Craig Legg sitting in front of his artwork

Birmingham’s music history has never looked quite like this. This month, Sealegs Press releases A History of Birmingham Rock & Roll, a hardback art book featuring every piece from Craig Legg’s legendary 350-painting exhibition—a project that stunned the city when it debuted at East Village Arts in 2023.

Preserving Birmingham’s Sound

Painting of St Paul and the Broken Bones

(Craig Legg/Contributed)

The original show was the kind of once-in-a-generation cultural moment. Legg, a fixture of Birmingham’s arts, music, poetry, and bohemian cultural scenes, spent a year researching and painting the city’s rock & roll story. A self-published poet, self-taught artist, and amateur historian, he lives and works in Birmingham’s East Lake community–and his work blends wit, grit, and archival curiosity as he charts the people, places, and moments that shaped the city’s sound. The resulting series forms a visual timeline of more than 70 years of Birmingham’s music culture, weaving through garage bands and legends, dive bars and historic venues, handbills, haircuts, and local lore.
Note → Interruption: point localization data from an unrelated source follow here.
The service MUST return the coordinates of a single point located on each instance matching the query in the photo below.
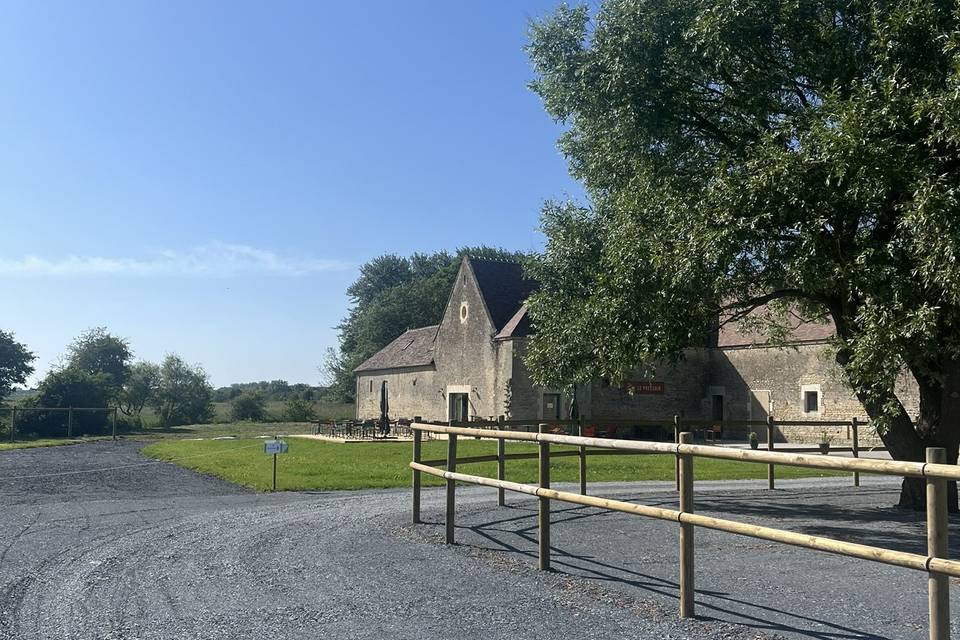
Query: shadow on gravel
(874, 525)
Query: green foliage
(299, 409)
(140, 387)
(735, 154)
(98, 351)
(249, 405)
(393, 294)
(184, 395)
(64, 388)
(271, 390)
(15, 363)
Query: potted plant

Now, that sprawling exhibition has been transformed into a coffee table book. Legg says bringing the work into print is more than just a new format—it’s a way of giving the city’s music history a wider audience. “Putting these paintings into book form will take the project to another level, granting access to many more viewers,” he shares. “The history is what is important here, and this helps spread the word. It’s a solid history of which folks from Birmingham can be proud. Great big thanks to those who made it happen—Travis, Mark, Lilla and Benji—and to all who bought the book via the Kickstarter funding campaign.”

From Gallery Wall to Coffee Table

The book’s editors describe the collection as both a celebration and a record—part art, part documentary. As one early reader put it, “This history is, first of all, great fun to look at. But it’s also a work of real documentary value…this is not a book. It is a love letter to Birmingham, and to rock and roll, and to Birmingham rock and roll.”

A History of Birmingham Rock & Roll arrives in mid-November—perfectly timed for the holiday season. It will be available through select local bookstores, specialty retailers, and CraigLegg.com.

To mark the release, a book launch and signing will take place on Saturday, November 15, from 2–5 p.m. at Workplay, inviting music lovers, art fans, and anyone curious about Birmingham’s cultural lineage to celebrate the city’s one-of-a-kind soundtrack.

For a city built on hard work and loud amps, Craig Legg’s new book isn’t just art—it’s an archive, a tribute, and a reminder of why Birmingham’s music scene has always deserved its place in the spotlight.